Conselho Universitário rejeita pedido da Apufsc para alterações na consulta à Reitoria da UFSC

Sessão do CUn sobre a consulta à Reitoria da UFSC foi transferida para o Auditório da Reitoria. Fotos: SI-GR/Secom
O Conselho Universitário (CUn) da Universidade Federal de Santa Catarina (UFSC) realizou, na tarde desta terça-feira (17), duas sessões — uma autoconvocada e outra extraordinária — para tratar de questões relacionadas à consulta à Reitoria da universidade. A relevância do debate motivou a transferência da reunião da Sala dos Conselhos para o Auditório da Reitoria, atendendo o pedido do Diretório Central dos Estudantes (DCE). A comunidade universitária marcou presença e pôde acompanhar o evento por transmissão no canal do CUn no YouTube.

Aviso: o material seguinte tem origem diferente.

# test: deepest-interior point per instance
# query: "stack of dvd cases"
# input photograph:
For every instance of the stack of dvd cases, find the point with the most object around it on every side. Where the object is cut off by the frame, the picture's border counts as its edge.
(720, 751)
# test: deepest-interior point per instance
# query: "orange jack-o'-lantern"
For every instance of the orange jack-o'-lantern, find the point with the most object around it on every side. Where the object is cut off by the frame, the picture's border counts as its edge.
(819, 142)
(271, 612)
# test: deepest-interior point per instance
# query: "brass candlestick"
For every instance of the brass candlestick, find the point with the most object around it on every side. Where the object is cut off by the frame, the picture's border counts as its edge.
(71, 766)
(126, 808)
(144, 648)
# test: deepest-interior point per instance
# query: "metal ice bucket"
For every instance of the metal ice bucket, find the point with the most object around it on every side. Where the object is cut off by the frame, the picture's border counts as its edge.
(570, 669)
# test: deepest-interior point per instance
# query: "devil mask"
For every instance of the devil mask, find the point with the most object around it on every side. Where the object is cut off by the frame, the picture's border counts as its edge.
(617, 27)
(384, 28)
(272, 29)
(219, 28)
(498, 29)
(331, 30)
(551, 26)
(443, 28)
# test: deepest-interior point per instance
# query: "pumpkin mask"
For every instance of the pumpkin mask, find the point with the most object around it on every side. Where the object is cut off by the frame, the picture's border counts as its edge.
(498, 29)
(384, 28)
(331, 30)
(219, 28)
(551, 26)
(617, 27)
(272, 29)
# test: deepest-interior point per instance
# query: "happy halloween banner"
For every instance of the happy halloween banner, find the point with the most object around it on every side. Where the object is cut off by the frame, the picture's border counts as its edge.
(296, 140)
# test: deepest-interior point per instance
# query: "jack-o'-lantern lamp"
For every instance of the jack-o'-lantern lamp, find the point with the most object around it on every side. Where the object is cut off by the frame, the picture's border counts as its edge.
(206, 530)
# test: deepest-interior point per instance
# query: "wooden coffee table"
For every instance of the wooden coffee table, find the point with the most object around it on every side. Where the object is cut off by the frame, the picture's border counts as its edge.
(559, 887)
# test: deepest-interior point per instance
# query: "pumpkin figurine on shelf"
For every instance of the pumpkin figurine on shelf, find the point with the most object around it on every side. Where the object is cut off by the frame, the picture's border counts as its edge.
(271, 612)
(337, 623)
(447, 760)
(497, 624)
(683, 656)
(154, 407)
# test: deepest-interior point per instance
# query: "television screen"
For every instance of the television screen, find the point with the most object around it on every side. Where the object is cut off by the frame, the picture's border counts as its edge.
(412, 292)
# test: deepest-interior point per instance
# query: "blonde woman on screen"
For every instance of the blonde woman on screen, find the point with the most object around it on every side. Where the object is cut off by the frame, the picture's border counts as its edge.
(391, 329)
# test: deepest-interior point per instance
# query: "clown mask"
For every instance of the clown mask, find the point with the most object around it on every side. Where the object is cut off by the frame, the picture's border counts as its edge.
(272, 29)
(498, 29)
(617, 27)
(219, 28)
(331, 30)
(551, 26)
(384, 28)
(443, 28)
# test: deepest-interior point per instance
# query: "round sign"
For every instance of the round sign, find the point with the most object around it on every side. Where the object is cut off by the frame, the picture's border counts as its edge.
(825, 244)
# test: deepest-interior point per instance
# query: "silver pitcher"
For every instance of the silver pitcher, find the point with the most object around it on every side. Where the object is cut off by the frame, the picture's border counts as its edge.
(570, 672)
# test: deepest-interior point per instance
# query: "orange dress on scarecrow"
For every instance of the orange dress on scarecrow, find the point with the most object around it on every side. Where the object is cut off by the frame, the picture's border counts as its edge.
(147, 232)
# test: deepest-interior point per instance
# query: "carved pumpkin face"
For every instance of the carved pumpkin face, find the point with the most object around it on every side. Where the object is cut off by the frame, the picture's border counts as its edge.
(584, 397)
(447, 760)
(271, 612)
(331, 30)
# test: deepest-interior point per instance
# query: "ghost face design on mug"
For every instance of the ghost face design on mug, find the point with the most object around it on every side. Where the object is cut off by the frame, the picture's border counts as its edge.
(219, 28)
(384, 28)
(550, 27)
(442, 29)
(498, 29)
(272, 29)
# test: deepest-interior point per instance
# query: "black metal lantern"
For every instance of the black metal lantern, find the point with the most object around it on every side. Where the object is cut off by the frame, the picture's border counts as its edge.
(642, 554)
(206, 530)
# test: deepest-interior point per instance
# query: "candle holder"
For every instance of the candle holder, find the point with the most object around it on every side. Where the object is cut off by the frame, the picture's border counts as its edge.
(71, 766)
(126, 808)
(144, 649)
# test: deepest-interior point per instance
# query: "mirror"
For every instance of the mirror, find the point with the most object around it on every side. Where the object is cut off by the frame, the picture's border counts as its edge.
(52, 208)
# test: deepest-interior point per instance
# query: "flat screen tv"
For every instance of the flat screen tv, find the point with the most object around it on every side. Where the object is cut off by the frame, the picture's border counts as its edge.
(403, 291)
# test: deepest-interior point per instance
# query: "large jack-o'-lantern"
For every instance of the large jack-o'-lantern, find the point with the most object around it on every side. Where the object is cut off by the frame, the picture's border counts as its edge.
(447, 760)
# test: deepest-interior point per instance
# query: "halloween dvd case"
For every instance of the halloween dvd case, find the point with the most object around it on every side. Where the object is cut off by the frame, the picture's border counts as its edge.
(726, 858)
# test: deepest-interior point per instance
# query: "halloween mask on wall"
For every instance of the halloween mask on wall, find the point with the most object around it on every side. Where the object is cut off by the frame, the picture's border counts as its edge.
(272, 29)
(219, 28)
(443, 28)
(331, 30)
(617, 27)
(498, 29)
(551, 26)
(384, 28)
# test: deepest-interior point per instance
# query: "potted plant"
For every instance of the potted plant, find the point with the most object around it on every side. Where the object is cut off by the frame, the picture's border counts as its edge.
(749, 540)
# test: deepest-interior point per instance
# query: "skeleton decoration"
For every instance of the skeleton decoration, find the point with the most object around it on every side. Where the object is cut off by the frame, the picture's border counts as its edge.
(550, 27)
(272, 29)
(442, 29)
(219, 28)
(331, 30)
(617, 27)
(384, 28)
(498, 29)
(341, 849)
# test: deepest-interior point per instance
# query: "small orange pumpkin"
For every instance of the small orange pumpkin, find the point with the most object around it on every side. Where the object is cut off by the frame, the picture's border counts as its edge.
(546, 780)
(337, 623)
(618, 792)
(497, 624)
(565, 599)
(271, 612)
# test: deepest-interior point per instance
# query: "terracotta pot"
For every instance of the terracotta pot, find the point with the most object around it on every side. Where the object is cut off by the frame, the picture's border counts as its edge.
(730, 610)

A primeira parte da sessão foi convocada pelo Sindicato dos Professores e Professoras das Universidades Federais de Santa Catarina (Apufsc-Sindical), que solicitou ao CUn aconselhamento sobre dois pontos: o impasse na Comissão Eleitoral Representativa de Entidades da UFSC (Comeleufsc) quanto à modalidade de votação — remota ou presencial — na consulta informal à comunidade universitária; e a revisão do calendário eleitoral. Em síntese, a Apufsc defende o voto remoto, alegando maior participação de servidores afastados e estudantes de Educação a Distância (EaD) e pós-graduação. As demais entidades da Comeleufsc — Sindicato dos Trabalhadores em Educação da Universidade Federal de Santa Catarina (Sintufsc), DCE e Associação de Pós-Graduandos (APG) — sustentam o voto presencial com urnas eletrônicas. O sindicato dos docentes também propôs novo calendário: 14 de abril (1º turno), 23 de abril (2º turno) e 28 de abril (homologação), em contraposição ao cronograma vigente, que prevê 1º de abril (1º turno), 14 de abril (2º turno) e 17 de abril (homologação).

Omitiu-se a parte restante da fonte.